System requirements


Functional:

1 User can post tweets on their on timeline

2 User can view other users' tweets in a generated news feed, or other users' home page

3 Users can follow/unfollow each other

4 Users can like tweets

5 User should be able to search tweets


Non-Functional:

1 The application should be highly available and the latency should be minimized as much as possible

2 Eventual consistency should be sufficient for tweet data, since we will prioritize availability over consistency

3 Scalability, the application should be easy to scale up and down to meet the change of daily active user.

4 Fault tolerance.



Capacity estimation

Assume 10 million daily active users, each users post 10 tweets per day on average, and the read to write ratio is 10 to 1.

Write QPS: 100*10^6/24/3600 = 1157

Read QPS: 10*1157 = 11570

Storage required for storing tweets for 10 years (assume each tweet is 100 bytes): 100*10*365*10^7*10/(10^12) = 36.5 TB




API design

1 Post tweet

[POST] /tweet

with JSON body about the post/user information, the end point will return the newly posted tweet's unique id on success.


2 Get tweet

[GET] /tweet/tweet_id

return the detail of a given tweet in JSON format.


3 Get tweets

[GET] /tweets?user_id={0}&max_result={1}&tweet_user_id={2}

return the timeline for a given user with results pagination.


4 Like tweet

[POST] /tweet/like?tweet_id={0}&user_id={1}&tweet_user_id={2}


5 Follow/unfollow user

[POST] /users/follow?user_id={0}&followed_user_id={1}

[POST] /users/unfollow?user_id={0}&followed_user_id={1}


6 Search tweets

[POST] /tweets/search

with payload about searched term, searched user id, sort order, pagination, etc

returns a list of matched tweet ids




Database design

Choose relational database for user data since it's easier to maintain the data integraty.

Choose column based no-sql data for tweet data, because it suits our need for scalability and large write QPS.

Choose a key value storage for storing the indexed file generated for searching tweets.


Tweet:

  • tweet_ID: primary key
  • created_by: user ID, index
  • posted_time: index
  • content
  • medialink:
  • number_of_likes


User:

  • user_ID: primary key
  • other personal information





High-level design

A hybrid approach for generating the news feed: for average users with not so many followers, push model was used since pre-computed news feed minimizes the latency while the follower number is not large enough to cause a hotkey issue. For celebrity users (users with many followers), pull model was used to allow their follower pull their tweets on demand without causing a system overload.
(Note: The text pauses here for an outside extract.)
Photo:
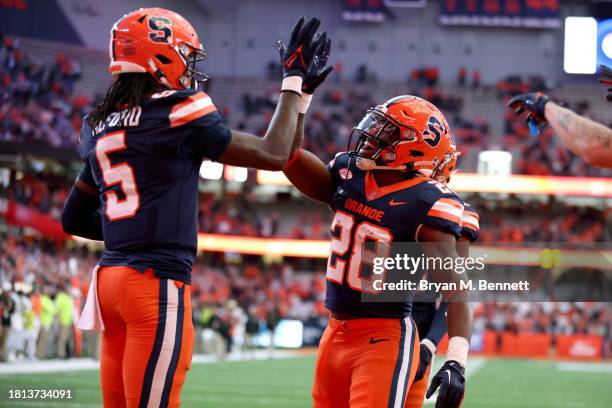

The posted tweets will be fanned out to for generating newfeeds, as well as for generating inverted index documents to serve tweet search functionality. Sharded counters are applied to handle the tweet like count.





Request flows

User post a tweet:

1) The load balancer routes the request to available instances.

2) The post service instance will write the tweet record to the wide column database, as well as updating the tweet cache.

3) The indexing service instance will tokenize the tweet, going throught the map reduce process and convert it to inverted index documents. The documents will be stored for search tweet purpose.

4) For average user with push data model, The fanout service instance will relay the message of new tweet on the message queue. A fanout worker will later pick up the message, get the user graph and insert the new tweet into given timelines in the newsfeed cache.


User like a tweet:

1) The load balancer routes the request to available instances

2) The like count was updated in the shared counter.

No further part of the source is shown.